Detailed Description
The present invention will be further described with reference to specific embodiments for the purpose of making the objects, technical solutions and advantages of the present invention more apparent. Unless otherwise indicated, all technical means used in the following examples are conventional means well known to those skilled in the art.
The 296 poplar test materials selected in the application all grow in the American black poplar germplasm resource library (Sihong county Chen Wei forest farm of Jiangsu province) of the university of Nanjing forestry, and the poplars all originate from 1000 clones which are in 12 different source regions and have no direct relationship with each other.
A tree growth cone with an inner diameter of 5 mm was used at a height of 1.3 m in the north-south direction, starting from the bark through the medulla and taking a complete and defect-free wood core sample.

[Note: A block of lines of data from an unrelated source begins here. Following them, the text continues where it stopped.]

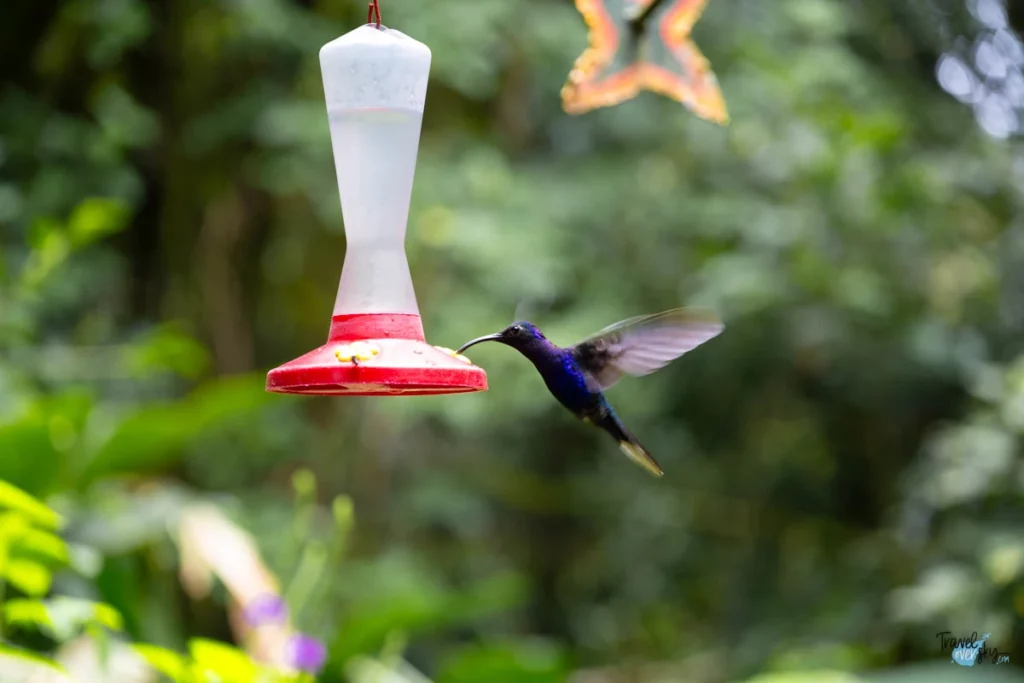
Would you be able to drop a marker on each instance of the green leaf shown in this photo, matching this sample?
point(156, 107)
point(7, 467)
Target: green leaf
point(228, 663)
point(40, 545)
point(95, 218)
point(27, 613)
point(157, 435)
point(168, 349)
point(23, 666)
point(170, 664)
point(807, 677)
point(30, 434)
point(13, 498)
point(30, 578)
point(510, 663)
point(62, 617)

The American black poplar whole genome sequence public website disclosed by the application is as follows: https:// www.ncbi.nlm.nih.gov/data/genome/GCA_ 014884945.1/.
Example 1
1. The collected wood cores are used for measuring the basic density of poplar wood by a drainage method, and the specific operation is as follows: the volume (in cm) of the sample in the saturated state of moisture was determined by calculating the difference between the mass of the sample and the mass after soaking in distilled water to saturation 3 ) The method comprises the steps of carrying out a first treatment on the surface of the Placing the sample in an oven with temperature of 103+ -3deg.C, oven drying until the weight of the sample is kept constant, andthe absolute dry weight (in g) was measured with an electronic balance having an accuracy of 0.0001 g; according to the formula ρ=m/v (where ρ represents the wood basis density in g/cm 3 The method comprises the steps of carrying out a first treatment on the surface of the m represents the absolute dry weight of the sample in g; v represents the volume of the sample at saturation in cm 3 ) The wood basis density of each sample was calculated.

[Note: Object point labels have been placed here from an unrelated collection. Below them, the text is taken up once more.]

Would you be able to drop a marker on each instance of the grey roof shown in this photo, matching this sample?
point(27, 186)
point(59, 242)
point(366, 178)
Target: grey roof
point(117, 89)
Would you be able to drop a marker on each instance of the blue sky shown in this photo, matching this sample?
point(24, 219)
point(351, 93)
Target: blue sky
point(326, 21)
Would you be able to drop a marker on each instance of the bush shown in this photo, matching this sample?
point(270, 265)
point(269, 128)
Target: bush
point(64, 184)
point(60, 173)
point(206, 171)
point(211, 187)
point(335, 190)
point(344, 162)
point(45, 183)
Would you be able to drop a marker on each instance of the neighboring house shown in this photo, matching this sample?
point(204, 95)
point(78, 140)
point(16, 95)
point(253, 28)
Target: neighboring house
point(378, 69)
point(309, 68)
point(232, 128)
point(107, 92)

2. The Van Soest wash method was used to determine the cellulose, hemicellulose and lignin content of each sample, and the specific experimental procedure was as follows:
1) Sample preparation: and (3) drying the wood core sample for measuring the wood density to constant weight, crushing and grinding the wood core by using a FW-100 type high-speed general crusher, and fully and uniformly mixing the sieved wood powder.

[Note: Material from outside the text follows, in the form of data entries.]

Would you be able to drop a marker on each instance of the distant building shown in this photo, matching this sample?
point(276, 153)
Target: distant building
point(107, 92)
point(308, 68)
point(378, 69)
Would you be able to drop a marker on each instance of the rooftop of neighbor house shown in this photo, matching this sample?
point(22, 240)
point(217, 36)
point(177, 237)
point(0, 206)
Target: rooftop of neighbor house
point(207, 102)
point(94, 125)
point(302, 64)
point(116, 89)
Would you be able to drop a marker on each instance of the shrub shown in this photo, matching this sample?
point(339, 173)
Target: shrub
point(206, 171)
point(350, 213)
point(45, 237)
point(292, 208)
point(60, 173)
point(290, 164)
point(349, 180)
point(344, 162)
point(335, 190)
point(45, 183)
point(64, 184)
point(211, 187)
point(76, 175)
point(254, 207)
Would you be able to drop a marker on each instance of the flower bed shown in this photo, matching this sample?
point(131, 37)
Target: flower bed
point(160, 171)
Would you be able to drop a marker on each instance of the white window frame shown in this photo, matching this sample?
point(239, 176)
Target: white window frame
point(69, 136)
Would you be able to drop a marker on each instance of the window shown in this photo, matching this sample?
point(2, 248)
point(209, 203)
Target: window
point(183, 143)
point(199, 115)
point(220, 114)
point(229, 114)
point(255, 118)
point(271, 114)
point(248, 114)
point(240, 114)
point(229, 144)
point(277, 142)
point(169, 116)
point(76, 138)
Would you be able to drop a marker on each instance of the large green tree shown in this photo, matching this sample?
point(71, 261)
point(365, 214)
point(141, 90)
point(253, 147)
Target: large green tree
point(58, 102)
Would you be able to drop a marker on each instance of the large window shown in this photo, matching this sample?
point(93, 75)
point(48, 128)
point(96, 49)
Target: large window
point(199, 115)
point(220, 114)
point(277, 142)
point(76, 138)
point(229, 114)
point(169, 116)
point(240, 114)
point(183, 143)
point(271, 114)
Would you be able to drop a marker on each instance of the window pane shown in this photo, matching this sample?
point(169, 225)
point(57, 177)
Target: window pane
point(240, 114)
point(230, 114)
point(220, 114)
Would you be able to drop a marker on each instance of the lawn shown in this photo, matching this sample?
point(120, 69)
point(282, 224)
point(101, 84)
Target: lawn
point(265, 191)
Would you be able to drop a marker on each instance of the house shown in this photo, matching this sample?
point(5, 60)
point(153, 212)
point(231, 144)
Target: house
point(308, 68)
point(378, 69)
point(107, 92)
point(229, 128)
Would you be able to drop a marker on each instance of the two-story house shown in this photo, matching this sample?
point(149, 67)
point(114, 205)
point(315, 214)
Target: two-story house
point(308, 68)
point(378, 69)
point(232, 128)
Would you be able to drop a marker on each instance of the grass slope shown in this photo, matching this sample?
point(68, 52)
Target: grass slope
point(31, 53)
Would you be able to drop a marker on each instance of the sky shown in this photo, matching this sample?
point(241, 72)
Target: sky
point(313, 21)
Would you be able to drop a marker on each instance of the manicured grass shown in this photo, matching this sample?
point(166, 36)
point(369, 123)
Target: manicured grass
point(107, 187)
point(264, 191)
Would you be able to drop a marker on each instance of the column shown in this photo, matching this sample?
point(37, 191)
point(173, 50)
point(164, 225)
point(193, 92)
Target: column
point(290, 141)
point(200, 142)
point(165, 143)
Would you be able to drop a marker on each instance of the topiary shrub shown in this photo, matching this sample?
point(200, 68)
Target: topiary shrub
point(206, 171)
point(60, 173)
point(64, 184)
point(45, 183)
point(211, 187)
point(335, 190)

2) Weighing a sample: 1 gram of wood flour sample was accurately weighed using a precision electronic balance.
3) Fiber component measurement: the weighed samples were measured for neutral washed fiber content (NDF), acid washed fiber content (ADF), acid washed lignin content (ADL), and acid insoluble ash content (AIA) using a FIWE type 6 fiber assay. Each sample was assayed 3 times in duplicate to improve the reliability of the results.
4) The content of wood chemical components was calculated according to the following formula:
cellulose content (%) =adf (%) -ADL (%)
Hemicellulose content (%) =ndf (%) -ADF (%)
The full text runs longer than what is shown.